Only two of those interviewed by WIRED reporter Joel Khalili, participants in the eye scanning procedure in London, said they came primarily because of interest in Altman's persona, ChatGPT, and his company's other artificial intelligence initiatives.
Others, even if they showed a passing interest in World ID directly, came primarily for the reward of cryptocurrency. One participant explained that he was betting that Worldcoin could be "the next bitcoin."
Another participant interviewed also immediately shared openly that he came specifically because of the token giveaway. "I remember hearing about Bitcoin 10 years ago when it was $8 but didn't pay attention to it. Maybe nothing will come of it, and yes, I gave away my iris, but it only took five minutes."
- "A little scary."
One Reuters reporter visited a cryptocurrency conference taking place in Tokyo on July 25, which was also attended by Worldcoin operators. At the event, people lined up in front of the Orb device. Those willing to have their irises scanned in exchange for tokens told a reporter that curiosity about the project outweighed concerns about data collection.
"There is certainly some risk in having a private company collect biometric data, but on the other hand, I like to keep an eye on actual crypto projects," a 33-year-old participant told the reporter, adding that he was "a bit scared" to have his eye scanned.
Another Reuters reporter visited one of the Worldcoin operators' locations in London. "Two Worldcoin representatives were helping a small group of participants download the app and get scanned, and afterward handed out free T-shirts and stickers that read 'Verified Human,'" he described what he saw.

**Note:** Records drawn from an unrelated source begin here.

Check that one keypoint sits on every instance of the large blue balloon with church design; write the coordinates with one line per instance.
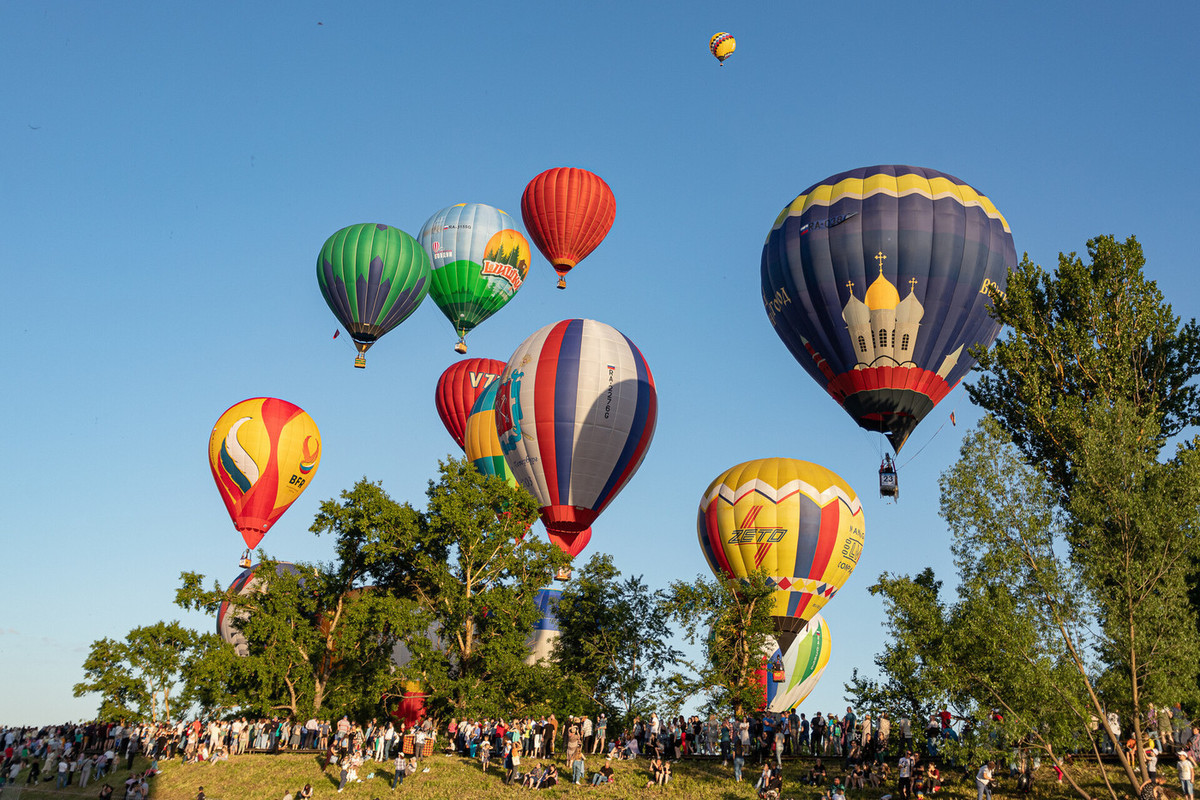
(877, 280)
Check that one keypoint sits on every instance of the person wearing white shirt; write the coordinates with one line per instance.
(983, 780)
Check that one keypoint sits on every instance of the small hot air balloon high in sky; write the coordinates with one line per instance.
(372, 277)
(721, 46)
(568, 212)
(798, 521)
(479, 262)
(263, 453)
(457, 390)
(575, 413)
(879, 282)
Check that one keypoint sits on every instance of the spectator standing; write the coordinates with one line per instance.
(983, 780)
(1187, 774)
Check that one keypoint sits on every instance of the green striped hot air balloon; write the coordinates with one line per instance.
(372, 276)
(479, 260)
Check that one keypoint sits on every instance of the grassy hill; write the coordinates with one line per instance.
(268, 777)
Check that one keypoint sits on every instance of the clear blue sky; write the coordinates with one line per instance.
(169, 173)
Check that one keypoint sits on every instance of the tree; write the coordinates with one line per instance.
(732, 620)
(1095, 378)
(471, 571)
(613, 638)
(317, 641)
(1078, 342)
(911, 683)
(136, 678)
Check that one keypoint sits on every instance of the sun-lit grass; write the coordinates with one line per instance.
(268, 777)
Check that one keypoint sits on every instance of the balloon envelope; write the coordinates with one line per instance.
(541, 642)
(877, 281)
(457, 390)
(227, 615)
(479, 262)
(791, 675)
(798, 521)
(575, 413)
(721, 46)
(481, 443)
(568, 212)
(263, 453)
(372, 277)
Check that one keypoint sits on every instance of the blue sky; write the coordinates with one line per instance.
(169, 173)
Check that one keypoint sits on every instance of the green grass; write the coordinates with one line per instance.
(268, 777)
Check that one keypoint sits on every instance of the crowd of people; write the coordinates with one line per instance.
(863, 751)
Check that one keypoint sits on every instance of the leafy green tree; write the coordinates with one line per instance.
(317, 641)
(910, 683)
(613, 638)
(731, 619)
(137, 678)
(1079, 340)
(471, 570)
(1095, 378)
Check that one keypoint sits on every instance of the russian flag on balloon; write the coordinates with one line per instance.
(575, 413)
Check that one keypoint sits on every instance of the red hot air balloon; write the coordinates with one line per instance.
(568, 211)
(457, 390)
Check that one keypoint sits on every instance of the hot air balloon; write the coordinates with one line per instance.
(791, 675)
(263, 453)
(545, 631)
(372, 276)
(877, 280)
(479, 260)
(575, 413)
(798, 521)
(457, 390)
(228, 617)
(568, 211)
(481, 443)
(721, 46)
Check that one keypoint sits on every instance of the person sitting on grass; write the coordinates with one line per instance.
(533, 777)
(657, 771)
(605, 774)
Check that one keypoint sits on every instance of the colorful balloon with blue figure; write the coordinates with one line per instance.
(879, 282)
(479, 260)
(457, 390)
(575, 414)
(481, 441)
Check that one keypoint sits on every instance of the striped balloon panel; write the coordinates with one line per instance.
(575, 414)
(877, 281)
(797, 521)
(372, 277)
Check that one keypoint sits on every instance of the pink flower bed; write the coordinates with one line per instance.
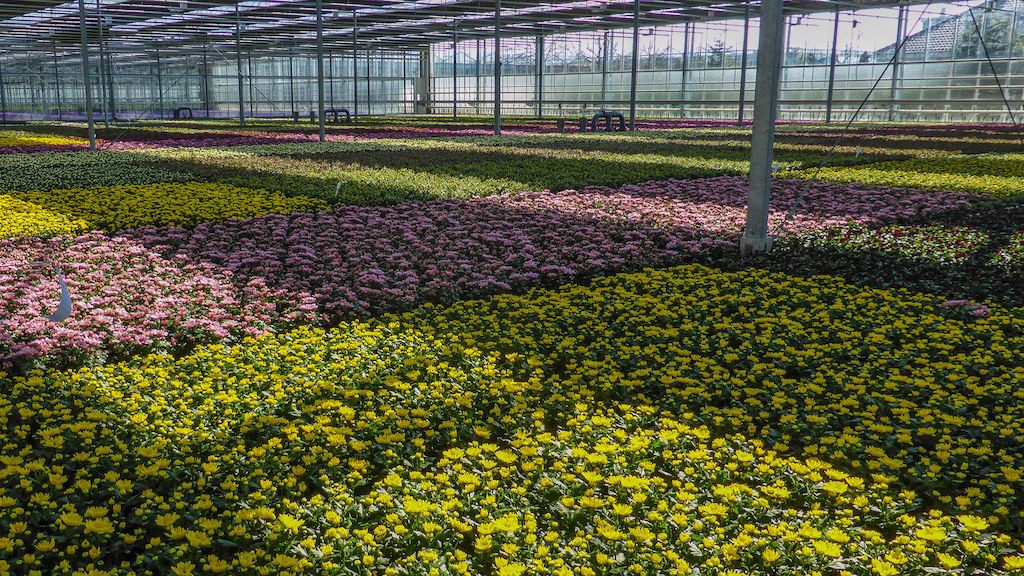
(175, 285)
(126, 298)
(36, 149)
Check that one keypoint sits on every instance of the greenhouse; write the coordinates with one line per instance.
(509, 288)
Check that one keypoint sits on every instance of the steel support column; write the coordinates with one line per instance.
(56, 82)
(479, 58)
(832, 70)
(238, 65)
(101, 69)
(253, 105)
(498, 68)
(291, 81)
(539, 80)
(765, 111)
(3, 97)
(206, 82)
(605, 52)
(898, 49)
(633, 68)
(455, 73)
(742, 66)
(355, 65)
(110, 76)
(686, 65)
(86, 75)
(320, 70)
(160, 85)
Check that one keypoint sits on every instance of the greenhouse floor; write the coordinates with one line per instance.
(418, 348)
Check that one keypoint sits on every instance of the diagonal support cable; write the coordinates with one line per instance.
(846, 128)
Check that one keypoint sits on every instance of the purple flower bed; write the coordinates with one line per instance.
(170, 285)
(35, 149)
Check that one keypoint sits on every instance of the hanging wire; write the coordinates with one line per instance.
(991, 66)
(842, 135)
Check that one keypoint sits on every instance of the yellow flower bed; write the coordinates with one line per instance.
(26, 218)
(119, 207)
(16, 137)
(992, 175)
(584, 430)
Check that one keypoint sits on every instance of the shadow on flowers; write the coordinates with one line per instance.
(975, 254)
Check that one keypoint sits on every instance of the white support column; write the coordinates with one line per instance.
(320, 70)
(86, 75)
(498, 68)
(742, 66)
(765, 111)
(633, 69)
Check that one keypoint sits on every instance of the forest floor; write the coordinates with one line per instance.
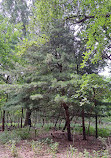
(26, 148)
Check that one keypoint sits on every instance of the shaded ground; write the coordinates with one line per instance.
(24, 149)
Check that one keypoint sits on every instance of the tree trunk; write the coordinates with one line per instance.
(21, 119)
(68, 121)
(83, 124)
(96, 118)
(3, 121)
(28, 114)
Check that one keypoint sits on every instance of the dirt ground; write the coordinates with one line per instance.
(24, 149)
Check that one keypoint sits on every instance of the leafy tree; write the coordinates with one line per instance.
(17, 11)
(93, 17)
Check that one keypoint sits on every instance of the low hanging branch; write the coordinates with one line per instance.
(85, 17)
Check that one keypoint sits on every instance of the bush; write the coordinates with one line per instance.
(23, 133)
(8, 136)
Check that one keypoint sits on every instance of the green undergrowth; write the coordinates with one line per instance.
(102, 132)
(14, 135)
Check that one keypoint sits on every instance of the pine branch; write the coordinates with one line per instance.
(85, 17)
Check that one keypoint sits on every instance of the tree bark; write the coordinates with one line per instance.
(28, 114)
(22, 119)
(83, 124)
(3, 121)
(96, 117)
(68, 121)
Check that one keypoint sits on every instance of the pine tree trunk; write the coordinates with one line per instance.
(83, 124)
(3, 121)
(28, 114)
(68, 121)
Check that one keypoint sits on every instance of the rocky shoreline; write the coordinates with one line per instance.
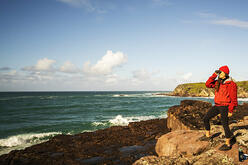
(159, 141)
(200, 90)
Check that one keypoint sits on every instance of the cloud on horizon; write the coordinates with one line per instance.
(231, 22)
(217, 20)
(106, 65)
(44, 64)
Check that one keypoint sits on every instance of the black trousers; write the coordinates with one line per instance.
(214, 111)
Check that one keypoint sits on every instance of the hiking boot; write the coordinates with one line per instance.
(205, 138)
(233, 140)
(225, 147)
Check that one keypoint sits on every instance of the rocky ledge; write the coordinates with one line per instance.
(160, 141)
(182, 145)
(200, 90)
(114, 145)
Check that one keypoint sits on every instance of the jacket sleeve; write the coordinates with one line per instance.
(233, 96)
(210, 83)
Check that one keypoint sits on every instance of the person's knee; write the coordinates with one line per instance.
(206, 119)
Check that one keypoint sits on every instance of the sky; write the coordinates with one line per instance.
(119, 45)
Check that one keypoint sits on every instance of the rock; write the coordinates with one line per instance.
(181, 142)
(154, 160)
(188, 115)
(114, 145)
(200, 90)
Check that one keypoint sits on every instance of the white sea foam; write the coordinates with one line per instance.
(242, 99)
(99, 123)
(24, 139)
(121, 95)
(123, 121)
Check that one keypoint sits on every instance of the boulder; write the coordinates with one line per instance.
(181, 142)
(188, 115)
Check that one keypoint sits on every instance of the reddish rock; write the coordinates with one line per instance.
(114, 145)
(188, 115)
(181, 142)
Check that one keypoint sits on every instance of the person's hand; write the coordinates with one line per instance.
(217, 72)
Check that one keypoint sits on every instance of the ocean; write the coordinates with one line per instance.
(28, 118)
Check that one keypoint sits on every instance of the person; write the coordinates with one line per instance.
(225, 102)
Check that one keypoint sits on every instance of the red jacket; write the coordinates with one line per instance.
(227, 94)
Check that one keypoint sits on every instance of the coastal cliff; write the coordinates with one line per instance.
(200, 90)
(173, 140)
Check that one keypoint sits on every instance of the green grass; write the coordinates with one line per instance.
(193, 88)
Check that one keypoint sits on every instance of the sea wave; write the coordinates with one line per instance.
(124, 121)
(139, 95)
(24, 139)
(242, 99)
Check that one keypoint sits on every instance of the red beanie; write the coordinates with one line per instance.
(224, 69)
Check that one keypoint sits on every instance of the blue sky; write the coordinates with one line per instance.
(75, 45)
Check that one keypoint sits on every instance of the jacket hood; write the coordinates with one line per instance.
(229, 80)
(225, 69)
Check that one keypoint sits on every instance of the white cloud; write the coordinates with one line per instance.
(5, 68)
(69, 67)
(111, 79)
(187, 76)
(206, 14)
(42, 65)
(161, 2)
(89, 5)
(231, 22)
(217, 20)
(106, 65)
(141, 74)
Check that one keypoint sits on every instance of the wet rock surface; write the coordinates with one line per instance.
(114, 145)
(190, 113)
(136, 143)
(185, 120)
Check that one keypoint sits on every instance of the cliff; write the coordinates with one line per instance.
(159, 141)
(182, 145)
(200, 90)
(115, 145)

One attendee said he was "intrigued" by the project. He follows the development of artificial intelligence and the crypto sphere, buying cryptocurrencies "just for fun." "I think that in the future artificial intelligence will be hard to distinguish from humans and that the project potentially solves that problem, and that's pretty amazing," he revealed, declining to give his full name "for privacy reasons."
The 22-year-old said he invested part of his student loan in cryptocurrency, which he said he came to the scan with his brother, whom he told that "You can get free money." A similar motivation is mostly found among participants in the procedure at Indian locations, as also reported by the agency's reporters.
The project has already attracted the attention of regulatory bodies: the British regulator is making inquiries about the launch of Worldcoin, and France has also initiated a joint investigation with Germany into the legality of the collection of biometric data by project operators.